Page 68 of Stolen By the Rakish Duke
There was something vulnerable in his voice that made her heart ache for him. It seemed as if he really needed to show this to her, and she didn’t want to stop him.
So, when he turned the key, she did not stop him. It protested, metal grinding against metal, but finally gave way.
“I want you to see this.”
The door swung inward on creaking hinges, and the first thing they were greeted with was… books. Hundreds—no, thousands of them stacked in towering columns that created a labyrinth across the floor.
More makeshift shelves lined the walls. Manuscripts lay open on a massive desk, the faded ink barely visible in the shaft of sunlight that pierced the dusty air.
“What is this?” Beatrice breathed, stepping inside. The scent of old paper and leather and time itself enveloped her.
“My great-aunt Margaret’s sanctuary.” Leo stayed in the doorway, silhouetted against the corridor’s brighter light. “She never married. Said she had better things to do than become some man’s broodmare and nursemaid.”
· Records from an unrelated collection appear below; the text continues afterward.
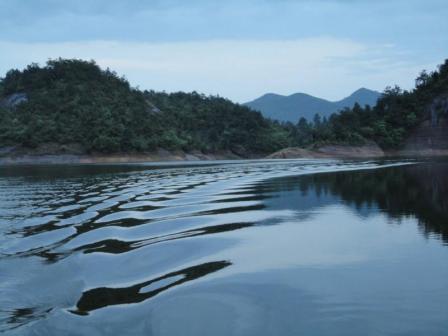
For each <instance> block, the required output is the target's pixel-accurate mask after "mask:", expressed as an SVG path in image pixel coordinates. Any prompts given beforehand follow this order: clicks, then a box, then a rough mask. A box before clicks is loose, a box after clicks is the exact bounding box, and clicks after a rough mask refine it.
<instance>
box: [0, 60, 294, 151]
mask: <svg viewBox="0 0 448 336" xmlns="http://www.w3.org/2000/svg"><path fill="white" fill-rule="evenodd" d="M47 143H53V144H54V143H55V144H59V145H63V144H67V145H72V144H77V145H78V146H81V147H82V148H83V150H85V151H86V152H104V153H112V152H143V151H152V150H155V149H158V148H164V149H169V150H175V149H183V150H202V151H206V152H213V151H220V150H229V151H232V152H235V153H240V154H241V155H245V154H248V153H269V152H272V151H275V150H277V149H280V148H282V147H285V146H287V145H288V133H287V131H286V130H285V129H284V128H283V127H281V126H280V125H278V124H276V123H274V122H271V121H269V120H266V119H264V118H263V117H262V116H261V114H260V113H259V112H255V111H252V110H251V109H249V108H248V107H244V106H241V105H237V104H234V103H232V102H231V101H229V100H226V99H224V98H220V97H207V96H204V95H200V94H197V93H173V94H166V93H157V92H152V91H151V92H148V91H145V92H142V91H140V90H137V89H135V88H132V87H131V86H130V84H129V83H128V82H127V81H126V80H125V79H124V78H121V77H119V76H118V75H117V74H116V73H115V72H113V71H110V70H102V69H100V68H99V67H98V66H97V65H96V64H95V63H94V62H93V61H91V62H86V61H81V60H65V59H58V60H50V61H48V62H47V64H46V65H45V66H43V67H40V66H39V65H37V64H31V65H29V66H28V67H27V68H26V69H25V70H23V71H19V70H11V71H9V72H8V73H7V74H6V76H5V77H4V78H3V79H2V80H1V82H0V147H5V146H13V145H20V146H22V147H26V148H34V147H37V146H40V145H42V144H47Z"/></svg>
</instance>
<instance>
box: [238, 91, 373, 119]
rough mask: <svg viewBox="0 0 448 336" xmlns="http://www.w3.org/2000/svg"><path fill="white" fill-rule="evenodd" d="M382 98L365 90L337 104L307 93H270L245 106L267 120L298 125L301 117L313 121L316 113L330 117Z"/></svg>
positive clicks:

Beatrice turned to look at him, but he only stood there, serenely watching her.
“She lived here her whole life,” he continued. “Corresponding with scholars across Europe, studying languages and philosophy and natural sciences. My father sealed this room after she died. Said her work was unseemly for the family name. An embarrassment to the dukedom.”
Beatrice moved deeper into the room, trailing her fingers over the book spines. Latin. Greek. Arabic. French. German. The breadth of knowledge represented here stole her breath.
“Why show me now?”
He stepped inside, dust motes swirling in his wake like tiny stars.
“Because I thought you’d appreciate it.” His footsteps were hesitant, as though he expected the floor to give way beneath him. “And because I wanted to share something with you that I’ve kept locked away. Something real.”
Her throat closed. She abandoned the books and moved to him, taking his hands in her own.
“Thank you,” she said simply.
Words seemed inadequate for what this gesture meant, that he trusted her with a piece of himself he had protected so carefully.
His fingers tightened around hers, his grip almost desperate. “I thought we might restore it together. Make it accessible again. Let her work see daylight after all these years.”
“I’d love that.” She squeezed his hands gently. “Will you tell me about her? About your great-aunt Margaret.”
Golden light surrounded them like a cocoon, warm and private and safe.
Leo was silent for a long moment, staring at their entwined hands. Then, he said, “She wasn’t what my grandfather expected when she came to live here.” The words came slowly, as though he was choosing each one with care. “He wanted her to be quiet and decorative and cause no trouble.”
Beatrice’s lips twitched. “But she wasn’t.”
“No.” A genuine smile touched Leo’s lips. “She was brilliant. Spoke six languages fluently and could read a dozen more. She challenged him at every turn, questioned every assumption. And he punished her for it.”
Beatrice’s chest ached at the bitterness in his voice. “How?”
“Ridicule, at first. He’d mock her at dinner parties, make jokes about bluestockings and unnatural women. Withheld her allowance, so she was dependent on him for everything. Wouldn’t let her publish under the family name, claiming it would bring shame upon the dukedom.”
His jaw tightened, a muscle jumping beneath the skin.
“And then there were the ice baths.”
The words fell like stones into water, sending ripples through the quiet room.
“My grandfather invented them,” Leo continued, his voice going flat and emotionless. “A way to correct weakness or improper behavior. Aunt Margaret got them when she dared to argue philosophy with his guests. When she questioned his edicts. When she forgot her place.”
Beatrice’s vision blurred. She reached out, cupping his face in both hands, making him look at her.
“And you,” she whispered. “He used them on you, too.”